I was at Convolution this past weekend. One of the things I did there was to attend a panel discussion of religion in science fiction and fantasy. The panelists touched on how religion has been presented in fiction so far, but most of the discussion was on how best to write it into one’s fiction. I’m bringing it up here, because I’ve often found fiction to be a useful laboratory in which to play with ways of thinking about the rest of life.
My general take-away was that religion is best represented in fiction through the way people enact it in their lives. The opinion of the panelists (and most of the attendees) was that what one professes to believe is the lesser part of religion. The greater is what one does by it, the way it informs the way one lives.
Which brings us to Star Trek: Deep Space Nine. It was one of the examples of how religion was treated not-so-well in science fiction. It was better than some, but not what it could have been. I don’t need to explain the whole story for those who have not seen the show, it’s enough to know that the show was about a Federation space station near the planet Bajor. The show presents the Bajoran religion as being centered around entities the Bajorans call Prophets, who give visions of the past an future. For the present, let’s just accept the idea of an entire planet with just one religion, same as we’d accept warp drive, as a tool for simplifying storytelling.
Naturally, this being Star Trek, the Prophets are revealed to be well-meaning aliens living in a nearby wormhole.
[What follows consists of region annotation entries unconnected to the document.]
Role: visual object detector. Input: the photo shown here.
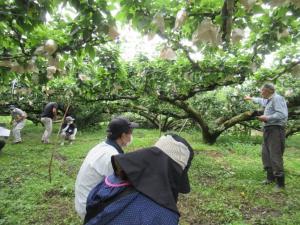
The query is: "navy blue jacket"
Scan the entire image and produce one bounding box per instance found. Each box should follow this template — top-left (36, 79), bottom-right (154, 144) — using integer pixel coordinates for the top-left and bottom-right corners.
top-left (86, 175), bottom-right (179, 225)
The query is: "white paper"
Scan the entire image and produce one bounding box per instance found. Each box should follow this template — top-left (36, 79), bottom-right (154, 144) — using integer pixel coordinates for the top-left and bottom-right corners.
top-left (0, 127), bottom-right (10, 137)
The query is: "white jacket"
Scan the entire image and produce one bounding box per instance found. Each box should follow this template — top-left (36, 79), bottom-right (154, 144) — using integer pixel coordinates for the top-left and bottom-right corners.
top-left (75, 142), bottom-right (119, 219)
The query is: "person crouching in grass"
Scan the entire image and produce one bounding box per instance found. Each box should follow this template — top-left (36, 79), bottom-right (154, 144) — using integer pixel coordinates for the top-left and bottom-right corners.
top-left (60, 116), bottom-right (77, 145)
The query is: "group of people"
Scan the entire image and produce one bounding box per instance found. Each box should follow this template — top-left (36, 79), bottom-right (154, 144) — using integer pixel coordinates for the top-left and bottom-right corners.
top-left (75, 84), bottom-right (288, 225)
top-left (0, 84), bottom-right (288, 225)
top-left (5, 102), bottom-right (77, 145)
top-left (75, 117), bottom-right (194, 225)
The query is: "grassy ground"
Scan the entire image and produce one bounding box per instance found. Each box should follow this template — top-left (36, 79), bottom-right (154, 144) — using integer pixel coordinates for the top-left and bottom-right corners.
top-left (0, 118), bottom-right (300, 225)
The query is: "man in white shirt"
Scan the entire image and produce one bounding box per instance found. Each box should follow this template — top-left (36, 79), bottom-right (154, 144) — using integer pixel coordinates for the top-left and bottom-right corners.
top-left (9, 105), bottom-right (27, 144)
top-left (75, 117), bottom-right (138, 219)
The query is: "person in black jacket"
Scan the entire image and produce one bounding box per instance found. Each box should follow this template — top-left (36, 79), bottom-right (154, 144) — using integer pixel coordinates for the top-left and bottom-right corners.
top-left (0, 140), bottom-right (5, 151)
top-left (60, 116), bottom-right (77, 145)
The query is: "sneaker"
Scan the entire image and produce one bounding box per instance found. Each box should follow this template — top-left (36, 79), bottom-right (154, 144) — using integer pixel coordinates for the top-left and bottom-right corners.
top-left (261, 179), bottom-right (275, 185)
top-left (273, 184), bottom-right (285, 193)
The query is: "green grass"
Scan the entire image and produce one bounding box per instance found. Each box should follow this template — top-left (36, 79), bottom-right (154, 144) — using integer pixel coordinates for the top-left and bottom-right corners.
top-left (0, 121), bottom-right (300, 225)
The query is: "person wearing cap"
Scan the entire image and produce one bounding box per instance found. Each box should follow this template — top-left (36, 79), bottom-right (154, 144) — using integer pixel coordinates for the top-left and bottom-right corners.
top-left (60, 116), bottom-right (77, 145)
top-left (9, 105), bottom-right (27, 144)
top-left (75, 117), bottom-right (138, 219)
top-left (244, 83), bottom-right (288, 190)
top-left (41, 102), bottom-right (63, 144)
top-left (84, 134), bottom-right (194, 225)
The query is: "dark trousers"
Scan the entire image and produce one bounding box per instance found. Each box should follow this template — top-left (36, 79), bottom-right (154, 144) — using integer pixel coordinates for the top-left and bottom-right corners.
top-left (262, 126), bottom-right (285, 176)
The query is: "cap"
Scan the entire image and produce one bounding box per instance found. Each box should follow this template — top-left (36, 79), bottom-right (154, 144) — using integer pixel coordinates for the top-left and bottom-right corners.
top-left (106, 117), bottom-right (138, 137)
top-left (154, 134), bottom-right (194, 193)
top-left (66, 116), bottom-right (75, 121)
top-left (9, 105), bottom-right (16, 110)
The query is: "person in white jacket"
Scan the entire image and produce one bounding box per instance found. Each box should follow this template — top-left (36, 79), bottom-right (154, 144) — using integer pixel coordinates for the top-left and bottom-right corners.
top-left (60, 116), bottom-right (77, 145)
top-left (75, 117), bottom-right (138, 220)
top-left (9, 105), bottom-right (27, 144)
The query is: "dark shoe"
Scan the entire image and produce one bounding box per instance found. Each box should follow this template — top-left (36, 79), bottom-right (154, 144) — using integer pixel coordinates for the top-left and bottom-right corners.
top-left (276, 175), bottom-right (285, 189)
top-left (262, 169), bottom-right (275, 185)
top-left (261, 179), bottom-right (275, 185)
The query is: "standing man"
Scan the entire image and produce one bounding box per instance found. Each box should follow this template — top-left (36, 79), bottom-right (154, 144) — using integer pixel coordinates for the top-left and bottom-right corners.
top-left (245, 83), bottom-right (288, 189)
top-left (75, 117), bottom-right (138, 220)
top-left (9, 105), bottom-right (27, 144)
top-left (60, 116), bottom-right (77, 145)
top-left (41, 102), bottom-right (58, 144)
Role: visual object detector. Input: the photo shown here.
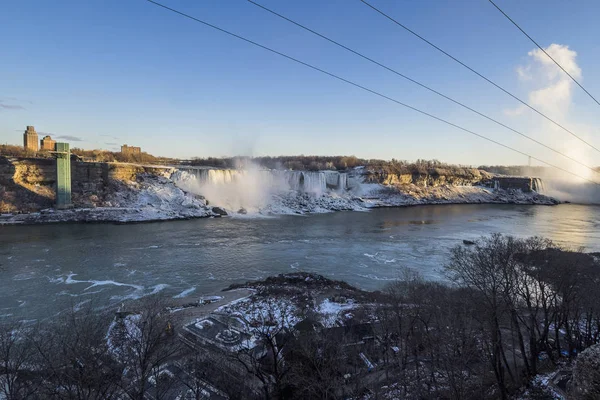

Because they live outside normal space-time, they see time–past, present, and future–as easily as you or I might look north or south. They occasionally communicate with the Bajorans, who experience such contacts as transcendent visions. Mystery solved: The Bajorans worship wormhole aliens, mistaking them for gods.
There were many episodes that touched on Bajoran religion, mostly about how Bajoran characters reject the Federation’s scientific explanation in favor of faith, or about how Bajoran religious officials meddle in politics. They showed different sects, but mainly as motivational rhetoric for political factions.
They missed an opportunity.
What they showed us was religion as seen by people who don’t see religion as real. What would have been a better take on religion on Bajor would not be so simple as “worship of the Prophets.” It would not have been the receiving of visions. It would have been the ongoing debate about what those visions meant, and how to incorporate that meaning into their lives. It would have been about the intersection of a given groups survival needs and this debate around meaning. It would have been about how two schools of thought saw the same experience of contact with the Prophets as meaning very different things.
Again, fiction is a good place to play with ways to think about life.
I can receive a hundred visions of Dionysos, but if it’s not affecting how I live my life, isn’t He wasting His time? Similarly, if we engage in a hundred debates about the details of our individual encounters with the gods, but don’t actually derive any meaning that informs our other life experiences, aren’t we wasting ours?